Mohon tunggu...
Wiwin Zein
Wiwin Zein Mohon Tunggu... Freelancer - Wisdom Lover

Tinggal di Cianjur

Selanjutnya

Tutup

Pendidikan Pilihan

Tabungan Siswa, Nikmat Membawa Sengsara

25 Juni 2023   10:07 Diperbarui: 25 Juni 2023   10:12 370
+
Laporkan Konten
Laporkan Akun
Kompasiana adalah platform blog. Konten ini menjadi tanggung jawab bloger dan tidak mewakili pandangan redaksi Kompas.
Lihat foto
Ilustrasi tabungan siswa (Sumber: tribunnews.com)

Beberapa hari terakhir menjelang akhir tahun pelajaran sekolah viral pemberitaan tentang tabungan siswa yang macet di Kabupaten Pangandaran, Jawa Barat. Nominalnya cukup fantastis mencapai lebih dari Rp. 7 miliar.

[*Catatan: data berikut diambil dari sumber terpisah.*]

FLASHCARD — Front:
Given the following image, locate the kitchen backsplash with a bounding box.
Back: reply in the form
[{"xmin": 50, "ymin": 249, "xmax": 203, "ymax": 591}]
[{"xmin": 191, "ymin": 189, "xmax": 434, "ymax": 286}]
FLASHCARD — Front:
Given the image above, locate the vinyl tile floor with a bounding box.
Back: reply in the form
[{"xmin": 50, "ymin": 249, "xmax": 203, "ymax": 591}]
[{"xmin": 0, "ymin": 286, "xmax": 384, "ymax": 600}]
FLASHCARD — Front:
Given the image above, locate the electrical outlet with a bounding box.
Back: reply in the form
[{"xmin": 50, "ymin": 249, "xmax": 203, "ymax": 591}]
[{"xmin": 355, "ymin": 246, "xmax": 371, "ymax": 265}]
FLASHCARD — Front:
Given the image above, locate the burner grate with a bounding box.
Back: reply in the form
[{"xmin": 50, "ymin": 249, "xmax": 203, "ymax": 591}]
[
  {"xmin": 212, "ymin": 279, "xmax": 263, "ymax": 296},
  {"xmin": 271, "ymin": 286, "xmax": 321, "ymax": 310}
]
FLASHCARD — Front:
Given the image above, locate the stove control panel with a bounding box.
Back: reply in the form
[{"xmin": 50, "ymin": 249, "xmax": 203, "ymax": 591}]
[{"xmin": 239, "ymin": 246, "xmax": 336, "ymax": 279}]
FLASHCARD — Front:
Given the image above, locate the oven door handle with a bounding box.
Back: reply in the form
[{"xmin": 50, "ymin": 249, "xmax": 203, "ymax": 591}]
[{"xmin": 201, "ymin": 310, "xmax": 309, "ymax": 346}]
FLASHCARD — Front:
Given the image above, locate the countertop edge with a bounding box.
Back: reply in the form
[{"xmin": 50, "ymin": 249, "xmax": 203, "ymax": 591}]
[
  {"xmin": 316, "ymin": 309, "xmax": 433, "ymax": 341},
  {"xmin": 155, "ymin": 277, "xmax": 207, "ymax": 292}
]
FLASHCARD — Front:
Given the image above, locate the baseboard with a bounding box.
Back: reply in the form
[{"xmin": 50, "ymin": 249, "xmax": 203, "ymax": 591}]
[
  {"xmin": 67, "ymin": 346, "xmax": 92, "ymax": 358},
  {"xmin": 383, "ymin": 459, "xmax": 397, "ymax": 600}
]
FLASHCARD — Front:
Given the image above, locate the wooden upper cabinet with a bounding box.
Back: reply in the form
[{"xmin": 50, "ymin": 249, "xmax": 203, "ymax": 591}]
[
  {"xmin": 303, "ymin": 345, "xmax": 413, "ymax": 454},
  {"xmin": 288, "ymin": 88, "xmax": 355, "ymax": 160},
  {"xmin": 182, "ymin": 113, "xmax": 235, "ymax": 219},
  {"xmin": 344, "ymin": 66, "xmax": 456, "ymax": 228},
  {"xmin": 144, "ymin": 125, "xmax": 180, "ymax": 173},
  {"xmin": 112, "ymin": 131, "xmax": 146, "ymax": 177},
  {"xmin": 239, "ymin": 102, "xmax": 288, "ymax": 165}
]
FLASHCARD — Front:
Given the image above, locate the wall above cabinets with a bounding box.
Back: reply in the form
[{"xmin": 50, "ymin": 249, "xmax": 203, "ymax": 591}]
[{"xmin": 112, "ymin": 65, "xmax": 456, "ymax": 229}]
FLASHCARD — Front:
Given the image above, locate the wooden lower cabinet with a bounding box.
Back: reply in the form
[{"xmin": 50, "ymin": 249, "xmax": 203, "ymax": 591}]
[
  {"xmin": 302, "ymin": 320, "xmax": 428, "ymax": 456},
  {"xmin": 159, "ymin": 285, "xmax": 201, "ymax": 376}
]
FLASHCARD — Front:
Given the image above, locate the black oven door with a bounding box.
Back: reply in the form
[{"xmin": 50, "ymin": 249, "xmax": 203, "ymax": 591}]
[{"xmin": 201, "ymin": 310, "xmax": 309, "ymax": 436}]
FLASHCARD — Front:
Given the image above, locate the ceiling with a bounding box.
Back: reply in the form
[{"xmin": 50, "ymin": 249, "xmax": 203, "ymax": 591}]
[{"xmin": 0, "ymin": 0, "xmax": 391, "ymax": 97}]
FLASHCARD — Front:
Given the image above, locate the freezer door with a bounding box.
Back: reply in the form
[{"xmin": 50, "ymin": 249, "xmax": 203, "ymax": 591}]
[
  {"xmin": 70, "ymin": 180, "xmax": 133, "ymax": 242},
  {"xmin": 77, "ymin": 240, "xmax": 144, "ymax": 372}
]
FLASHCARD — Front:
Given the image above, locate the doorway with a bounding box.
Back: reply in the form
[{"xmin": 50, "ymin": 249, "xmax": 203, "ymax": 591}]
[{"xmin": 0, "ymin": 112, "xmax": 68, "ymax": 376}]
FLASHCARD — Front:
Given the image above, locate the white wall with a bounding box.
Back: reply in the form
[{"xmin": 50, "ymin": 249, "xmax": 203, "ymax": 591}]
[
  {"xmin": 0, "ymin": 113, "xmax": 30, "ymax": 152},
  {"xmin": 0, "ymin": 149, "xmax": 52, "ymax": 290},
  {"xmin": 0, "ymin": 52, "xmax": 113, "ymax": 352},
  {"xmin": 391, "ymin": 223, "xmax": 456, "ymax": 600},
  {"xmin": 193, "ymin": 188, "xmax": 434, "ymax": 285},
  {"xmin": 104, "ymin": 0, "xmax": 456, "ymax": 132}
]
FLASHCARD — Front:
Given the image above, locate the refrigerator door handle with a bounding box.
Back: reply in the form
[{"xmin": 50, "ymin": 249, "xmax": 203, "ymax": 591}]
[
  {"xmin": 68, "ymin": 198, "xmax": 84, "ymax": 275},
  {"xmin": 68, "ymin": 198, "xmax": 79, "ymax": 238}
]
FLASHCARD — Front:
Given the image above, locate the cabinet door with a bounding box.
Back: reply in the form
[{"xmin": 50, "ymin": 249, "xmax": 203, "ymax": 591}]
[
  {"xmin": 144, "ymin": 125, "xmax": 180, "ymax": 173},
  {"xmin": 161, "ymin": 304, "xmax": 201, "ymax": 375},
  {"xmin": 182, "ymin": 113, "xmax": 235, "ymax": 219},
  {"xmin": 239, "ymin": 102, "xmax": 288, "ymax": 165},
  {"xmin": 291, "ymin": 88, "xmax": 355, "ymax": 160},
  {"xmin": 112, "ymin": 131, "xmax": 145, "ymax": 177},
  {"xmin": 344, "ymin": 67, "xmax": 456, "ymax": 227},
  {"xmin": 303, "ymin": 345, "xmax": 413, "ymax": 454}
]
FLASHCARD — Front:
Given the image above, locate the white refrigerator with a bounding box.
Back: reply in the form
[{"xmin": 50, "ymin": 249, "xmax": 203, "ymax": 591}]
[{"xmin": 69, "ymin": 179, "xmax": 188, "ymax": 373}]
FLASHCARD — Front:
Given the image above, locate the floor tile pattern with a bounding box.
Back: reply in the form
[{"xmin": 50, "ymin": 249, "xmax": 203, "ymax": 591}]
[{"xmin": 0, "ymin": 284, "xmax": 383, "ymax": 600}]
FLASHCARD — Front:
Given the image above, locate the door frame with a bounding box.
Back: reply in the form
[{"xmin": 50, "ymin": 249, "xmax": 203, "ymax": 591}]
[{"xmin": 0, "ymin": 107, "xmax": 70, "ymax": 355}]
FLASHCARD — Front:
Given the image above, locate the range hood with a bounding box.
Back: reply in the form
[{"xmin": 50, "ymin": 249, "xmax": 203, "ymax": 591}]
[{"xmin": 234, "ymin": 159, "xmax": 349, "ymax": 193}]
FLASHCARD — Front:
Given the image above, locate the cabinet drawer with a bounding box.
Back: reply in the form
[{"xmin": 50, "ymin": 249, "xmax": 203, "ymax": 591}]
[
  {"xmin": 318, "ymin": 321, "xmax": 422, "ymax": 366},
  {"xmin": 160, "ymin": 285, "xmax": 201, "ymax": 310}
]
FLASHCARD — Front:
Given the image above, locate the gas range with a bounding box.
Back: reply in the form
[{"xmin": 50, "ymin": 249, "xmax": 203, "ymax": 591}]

Kasus tersebut kemudian sampai memaksa Bupati Pangandaran turun tangan. Termasuk pula pihak kepolisian Pangandaran.

Kasus macetnya uang tabungan siswa di akhir tahun pelajaran sesungguhnya sebuah masalah klasik. Kasus tersebut terus ada dan terjadi dari tahun ke tahun sejak zaman "dahulu kala". Tidak hanya terjadi di Pangandaran tapi juga di banyak daerah lainnya.

Di kalangan para guru bahkan sampai muncul peribahasa "nikmat membawa sengsara" (plesetan atau kebalikan dari sengsara membawa nikmat). Maksudnya ketika meminjam atau menggunakan uang tabungan siswa terasa nikmat. Tapi di akhir tahun pelajaran ketika harus mengembalikan membuat sengsara dan menderita.

Penggunaan uang tabungan siswa oleh guru sesungguhnya tidak masalah asalkan ketika di akhir tahun pelajaran saat harus dikembalikan kepada para siswa uang tabungan tersebut ada.

Masalahnya sebagian guru yang "meminjam" uang tabungan siswa tersebut tidak mengukur diri. Dia menggunakan uang tabungan siswa dalam jumlah cukup besar tanpa bisa mengkalkulasi, apakah dirinya bisa mengembalikan uang tabungan siswa di akhir tahun atau tidak.

Sebagian guru yang "meminjam" uang tabungan siswa bermodal nekat dan menganut filosofi "bagaimana nanti". Mereka tidak bisa memastikan sumber keuangan yang mereka miliki untuk mengganti atau mengembalikan uang tabungan siswa yang digunakan.

Akibatnya mereka tersedak alias keselek uang tabungan. Mereka tidak bisa mengembalikan uang tabungan siswa sebesar nominal yang digunakan.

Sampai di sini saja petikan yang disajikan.